A Câmara Municipal de Imperatriz realizou, nesta quinta-feira (23), uma audiência pública para debater os impactos sociais, ambientais e econômicos da obra de duplicação da Rodovia BR-010 no perímetro urbano do município.
Requerida pelo vereador Carlos Hermes (PT) e realizada na Associação Médica de Imperatriz, a sessão reuniu parlamentares, lideranças comunitárias, comerciantes e representantes de movimentos sociais para cobrar transparência e o cumprimento estrito das condicionantes legais no trecho.
O ponto central dos debates girou em torno do manifesto apresentado pelo Movimento BR Viva , que formalizou denúncias sobre supostas irregularidades e atropelos no licenciamento ambiental do empreendimento.
O coletivo sustenta que o licenciamento atual apresenta fragilidades graves, citando a entrega extemporânea do Estudo de Impacto Ambiental e Relatório de Impacto Ambiental (EIA/RIMA) e a deficiência nas consultas públicas de rito.
O documento lido e entregue às autoridades durante a estrutura de audiência como principais reivindicações da comunidade em seis eixos prioritários:
Proteção e Compensação Vegetal: Exigência de que a remoção de árvores seja tratada como exceção restrita, respaldada por laudos técnicos que considerem o transplante antes do corte definitivo; manutenção urgente das mudanças já plantadas para garantir a efetividade da compensação ecológica;
Segurança Viária e Mobilidade Urbana: Obrigatoriedade de projetos executivos que contemplam estruturas seguras para pedestres, ciclistas e motociclistas nos trechos urbanos de grande densidade populacional;
Regularização das Nascentes e Cacimbas: Cobrança pela regularização das licenças ambientais pendentes das áreas de empréstimo de insumos, sob pena de paralisação dos trechos irregulares em conformidade com as disposições da legislação aplicável;
Acompanhamento Judicial: Fiscalização ativa sobre a implementação integral das decisões proferidas no âmbito da Justiça Federal.

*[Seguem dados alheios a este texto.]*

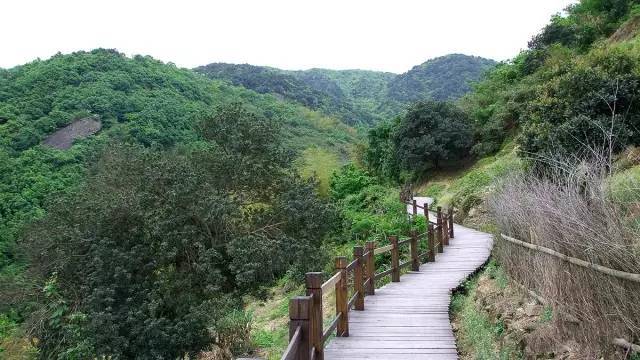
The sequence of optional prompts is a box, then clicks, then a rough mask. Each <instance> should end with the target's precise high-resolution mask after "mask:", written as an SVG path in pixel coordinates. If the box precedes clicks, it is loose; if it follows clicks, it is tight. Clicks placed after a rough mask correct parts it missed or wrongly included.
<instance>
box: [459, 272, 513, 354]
mask: <svg viewBox="0 0 640 360" xmlns="http://www.w3.org/2000/svg"><path fill="white" fill-rule="evenodd" d="M482 273H485V274H487V275H489V277H491V278H492V279H494V280H495V281H496V284H497V285H498V286H499V287H500V288H503V289H504V288H506V286H507V284H508V278H507V275H506V274H505V273H504V271H503V270H502V268H500V267H499V266H498V265H497V264H496V263H495V261H493V260H492V261H491V262H490V263H489V264H488V265H487V267H486V269H485V270H484V271H483V272H482ZM478 277H479V275H476V276H474V277H473V278H471V279H470V280H468V281H466V282H465V283H464V285H463V286H462V287H461V289H460V290H459V291H458V292H457V293H456V294H454V296H453V300H452V301H451V311H452V313H453V316H454V317H455V319H456V322H457V326H458V329H457V333H456V338H457V342H458V348H459V350H460V351H461V353H463V354H473V359H476V360H495V359H521V358H522V354H521V353H520V351H519V350H518V349H517V347H516V346H515V344H509V343H508V342H507V341H505V339H503V334H504V331H505V324H504V322H503V321H502V320H497V321H492V320H491V319H490V317H489V316H488V314H487V313H486V312H484V311H483V310H482V309H479V308H478V306H477V305H476V302H475V300H476V294H477V289H478Z"/></svg>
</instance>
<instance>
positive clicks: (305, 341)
mask: <svg viewBox="0 0 640 360" xmlns="http://www.w3.org/2000/svg"><path fill="white" fill-rule="evenodd" d="M311 302H312V299H311V296H296V297H294V298H293V299H291V300H289V340H291V338H292V337H293V335H294V334H295V333H296V329H298V327H300V344H299V345H298V351H297V352H296V354H295V355H294V358H295V359H301V360H308V359H309V351H310V350H311V338H310V337H309V332H310V330H311V327H310V317H311Z"/></svg>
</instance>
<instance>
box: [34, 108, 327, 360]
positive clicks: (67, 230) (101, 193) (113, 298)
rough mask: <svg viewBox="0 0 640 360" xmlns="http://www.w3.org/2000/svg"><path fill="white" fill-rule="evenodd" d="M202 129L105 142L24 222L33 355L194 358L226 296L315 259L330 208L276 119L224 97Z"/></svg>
mask: <svg viewBox="0 0 640 360" xmlns="http://www.w3.org/2000/svg"><path fill="white" fill-rule="evenodd" d="M232 124H233V125H235V126H232ZM200 129H201V140H202V141H201V142H199V143H195V144H192V146H189V147H179V148H176V149H172V150H165V151H158V150H156V149H148V148H143V147H141V146H132V145H127V146H121V145H113V146H109V147H107V150H106V151H105V152H104V155H103V156H102V157H101V158H100V160H99V161H98V163H97V164H96V165H95V166H94V167H92V168H91V170H90V173H89V175H88V179H87V182H86V184H84V185H81V186H78V187H77V188H76V189H75V190H74V191H73V192H70V193H68V194H67V195H64V196H61V197H60V198H58V199H57V200H55V201H53V202H52V203H51V204H50V205H49V206H48V207H47V210H48V213H47V215H46V216H45V217H44V218H43V219H42V220H40V221H38V222H36V223H35V224H33V225H32V226H31V227H30V230H29V231H28V232H27V234H26V235H25V238H24V241H23V242H22V249H23V251H24V253H25V254H26V255H27V257H28V259H29V264H30V267H29V278H31V279H33V281H34V282H35V284H33V287H29V288H32V289H45V294H46V296H45V297H41V296H39V293H40V291H38V290H36V291H35V292H34V293H32V294H31V295H32V297H31V298H30V299H29V300H30V301H32V302H33V307H35V308H36V310H37V311H35V312H33V315H32V316H33V317H34V321H33V323H37V324H42V326H37V327H36V328H34V329H33V331H34V332H35V335H36V336H37V338H38V339H39V341H38V347H39V350H40V352H39V354H40V357H41V358H43V359H50V358H95V357H97V358H101V357H106V358H113V359H128V358H138V359H158V358H178V357H182V356H184V355H189V356H190V357H193V356H195V355H196V354H197V353H198V352H199V351H201V350H202V349H204V348H205V347H207V346H209V345H210V344H211V343H215V340H216V331H218V330H219V329H218V328H217V322H218V321H221V319H223V318H224V315H225V313H226V312H227V311H228V310H229V309H233V308H236V309H238V308H241V305H242V304H241V303H239V302H238V301H237V300H232V299H237V298H238V296H240V295H242V294H245V293H248V292H254V291H256V290H259V289H260V288H261V287H263V286H267V285H268V284H270V282H271V281H273V280H275V279H277V278H279V277H281V276H282V275H284V274H285V273H286V272H287V271H292V272H293V273H294V274H301V273H303V272H304V271H307V270H309V267H310V266H313V264H316V263H317V261H321V260H322V259H323V258H322V255H321V254H322V251H321V250H320V247H321V244H322V241H323V239H324V238H325V237H326V236H327V234H329V233H330V232H331V231H332V230H333V227H334V226H335V224H336V221H335V216H336V215H335V210H334V209H333V207H332V206H330V205H329V204H328V203H326V202H325V201H324V200H322V199H320V198H319V197H318V196H317V193H316V191H315V189H316V184H315V183H313V182H309V181H303V180H302V179H300V178H299V177H297V176H295V175H291V174H292V171H291V169H288V170H287V169H285V168H284V167H285V166H287V165H289V164H290V161H289V156H288V154H287V152H286V151H284V150H283V146H282V141H281V140H282V139H281V132H280V130H279V128H278V126H277V124H276V123H275V122H273V121H269V120H267V119H266V118H264V117H261V116H259V115H256V114H255V113H252V112H250V111H247V110H246V109H245V108H243V107H242V106H240V105H237V104H234V105H230V106H227V107H223V108H220V109H219V110H218V112H217V115H216V116H214V117H213V118H211V119H209V120H206V121H204V122H202V125H201V126H200ZM36 319H41V320H42V321H40V322H38V321H35V320H36ZM30 323H31V322H30ZM225 326H226V325H225Z"/></svg>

A conduta institucional do Poder Legislativo diante dos desdobramentos jurídicos foi detalhada pelo presidente da Casa, vereador Adhemar Freitas Jr.
O parlamentar anunciou que a Câmara Municipal solicitará cópia integral do processo que tramita na Justiça Federal para avaliar a observação técnica de investigação no incidente na condição de Amicus Curiae (amigo da corte), garantindo a voz institucional a população afetada.
Adhemar Jr. chamou a atenção para a falta de clareza nos projetos apresentados quanto a capacidade de escoamento e vazão de águas pluviométricas na malha urbana.
Segundo o vereador, a duplicação impacta diretamente calhas de escoamento críticas, com destaque para a bacia do Riacho Bacuri . O volume hídrico crescente do riacho exige o desenvolvimento urgente de um estudo atualizado de macrodrenagem para evitar episódios de alagamento em bairros cortados pela rodovia.
Um fato articulado na audiência pública desta quinta-feira evidencia que a duplicação da BR-010 em Imperatriz deixou de ser uma pauta puramente logística para se transformar em um complexo nó de governança socioambiental.
A travessia urbana da rodovia integra a espinha dorsal do comércio local e intercepta microbacias vulneráveis.
Executar uma intervenção dessa magnitude sem a devida pacificação das licenças das nascentes e cacimbas - sem garantias explícitas de macrodrenagem expõe o município ao risco de colapso urbano em períodos de chuvas intensas.
Se o projeto executivo do Departamento Nacional de Infraestrutura de Transportes (DNIT) não incorporar um plano integrado de devolução para o Bacuri, o ganho de mobilidade na pista principal será anulado por alagamentos reincidentes que atingirão diretamente o comércio marginal e as residências do entorno.
Do ponto de vista político e institucional, a iniciativa da Câmara de estudar o ingresso como Amicus Curiae eleva a pressão sobre as empreiteiras e os órgãos licenciadores federais.
Para a cidade, o recado é claro: a duplicação da BR-010 é urgente e indispensável para a integração regional, mas não será aceita o custo da gestão ambiental e do risco às vidas que habitam e transitam pela Região Tocantina.